Les œuvres qui habitent l’espace de cette exposition semblent ainsi marquer un tournant dans la pratique de l’artiste. En plus d’une tapisserie de grigris tissés, il produit également à l’issue de sa résidence de création deux autres pièces, dont les détours et variations du motif usuel renforcent la puissance et la pertinence de son geste. Oscillant principalement du beige au noir, la sage palette de la série intitulée Kulekanw – « les cris » en bambara malien – met en exergue une tâche de peinture rouge apposée sur chaque pièce : une plaie béante, un pointeur indiquant une position ou une destination sur une carte illisible, ce point invite à la vigilance face à un monde en crise, un monde tremblant dont seules les réflexions collectives contre les abus de pouvoir et la recherche de profit effrénés peuvent en assurer l’avenir. Produire des pensées du tremblement, c’est avant tout inviter au refus des idéologies oppressives et inopérantes dans nos contextes troubles pour ouvrir les possibilités d’un monde pacifié, dans lequel les individus, les cultures et les nations seraient aussi divers qu’unifiés. L’emprunt altéré de la formule d’Edouard Glissant – qui évoquait une pensée au singulier du tremblement – suggère les tâtonnements de ces réflexions menées par Ange Dakouo et le rôle du public dans la poursuite de son entreprise.

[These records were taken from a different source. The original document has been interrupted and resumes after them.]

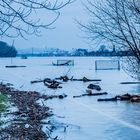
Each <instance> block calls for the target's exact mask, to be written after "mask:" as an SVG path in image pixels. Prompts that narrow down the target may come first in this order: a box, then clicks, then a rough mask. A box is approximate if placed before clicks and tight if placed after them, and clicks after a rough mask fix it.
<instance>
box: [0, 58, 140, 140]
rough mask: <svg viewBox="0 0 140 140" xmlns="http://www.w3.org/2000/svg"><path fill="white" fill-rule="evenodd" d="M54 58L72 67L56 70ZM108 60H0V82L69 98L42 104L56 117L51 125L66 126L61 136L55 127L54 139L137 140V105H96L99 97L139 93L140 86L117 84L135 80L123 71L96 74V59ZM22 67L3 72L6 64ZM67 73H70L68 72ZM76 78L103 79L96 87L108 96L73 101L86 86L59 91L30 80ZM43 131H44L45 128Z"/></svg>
mask: <svg viewBox="0 0 140 140" xmlns="http://www.w3.org/2000/svg"><path fill="white" fill-rule="evenodd" d="M57 59H74V61H75V65H74V67H71V68H70V67H65V66H63V67H56V66H52V65H51V64H52V62H55V61H56V60H57ZM101 59H102V60H104V59H109V58H99V57H98V58H95V57H94V58H92V57H87V58H85V57H75V58H56V57H49V58H47V57H44V58H28V59H26V60H24V59H20V58H13V59H12V61H11V59H9V58H3V59H0V73H1V76H0V80H1V81H4V82H10V83H12V84H14V87H16V88H18V89H24V90H37V91H39V92H41V93H44V94H62V93H65V94H67V95H68V98H66V99H64V100H58V99H55V100H51V101H45V102H44V103H45V104H46V105H48V106H50V107H51V108H52V110H53V113H54V114H55V115H54V116H53V118H52V120H53V121H54V122H59V123H62V124H69V126H68V127H67V129H66V133H64V130H63V128H61V127H60V128H58V129H57V130H56V131H55V132H54V133H53V136H54V137H55V136H56V135H58V139H60V140H140V103H129V102H97V99H98V98H108V97H113V96H115V95H118V94H125V93H132V94H134V93H139V92H140V86H139V85H138V84H135V85H121V84H120V82H126V81H134V79H132V78H131V77H130V76H128V75H127V74H125V73H124V71H123V70H120V71H118V70H106V71H103V70H100V71H95V60H101ZM11 63H12V64H13V65H25V66H27V67H26V68H13V69H6V68H5V65H11ZM68 71H69V72H68ZM67 72H68V76H69V77H71V76H74V77H75V78H82V77H83V76H86V77H87V78H91V79H92V78H95V79H96V78H97V79H102V81H101V82H94V83H95V84H99V85H100V86H101V88H102V91H103V92H104V91H106V92H108V93H109V94H108V95H106V96H102V97H82V98H73V95H80V94H83V93H84V92H85V90H86V88H87V86H88V84H89V83H82V82H68V83H64V84H63V88H62V89H59V90H55V91H54V90H50V89H47V88H46V87H44V85H43V84H41V83H38V84H34V85H31V84H30V81H31V80H37V79H44V78H46V77H50V78H55V77H59V76H61V75H65V74H66V73H67ZM44 131H46V130H45V129H44Z"/></svg>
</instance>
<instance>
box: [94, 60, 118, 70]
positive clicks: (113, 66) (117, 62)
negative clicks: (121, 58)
mask: <svg viewBox="0 0 140 140" xmlns="http://www.w3.org/2000/svg"><path fill="white" fill-rule="evenodd" d="M95 70H120V61H119V60H96V61H95Z"/></svg>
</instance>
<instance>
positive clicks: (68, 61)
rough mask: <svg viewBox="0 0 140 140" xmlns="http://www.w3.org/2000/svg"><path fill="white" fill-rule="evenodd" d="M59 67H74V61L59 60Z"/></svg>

La première variation de la série est une tapisserie en contreplaqué noircie par le feu et reliée par du fil de fer, comme l’allusion ambiguë des conséquences des instabilités politiques planétaires et l’occasion de faire table rase. Quant à la seconde variation, l’installation majeure de l’exposition renvoie plus frontalement à la cartographie. En détourant au préalable un planisphère quelconque, il produit à partir du tracé sommaire des différents pays du monde, des visages humains semblables à des masques, dont l’ossature en carton est recouverte de papier mâché séché puis assemblé comme à son habitude. Figures siamoises grimaçantes, figures de damnés, elles sont l’incarnation de l’interdépendance des nations dans la survie ou l’extinction de l’humanité. Tisser les peuples, tisser les gens, tisser les âmes, Ange Dakouo ouvre, par l’opacité de ces tapisseries composites, la possibilité de faire des ruines d’un monde ébranlé le terrain d’heureuses révolutions.
Virginia Quadjovie
BIOGRAPHIE ANGE DAKOUO
Né en 1990, Ange Dakouo est un artiste malien, diplômé du Conservatoire des Arts et Métiers Multimédia de Bamako en 2017. Il est l'un des fondateurs du collectif Tim'Art avec lequel il expose régulièrement. Ange Dakouo s’inspire de l’univers et des costumes des chasseurs traditionnels du Mali qui revêtent une valeur refuge d’authenticité et de connaissances protégées. Elles valent également protection et exorcisent des périls de la vie. De pliages de papier journal,en mémoire de son père imprimeur, en ligotages par du fil de coton nait le concept de son œuvre, le grigri, reproduit et relié à l’infini.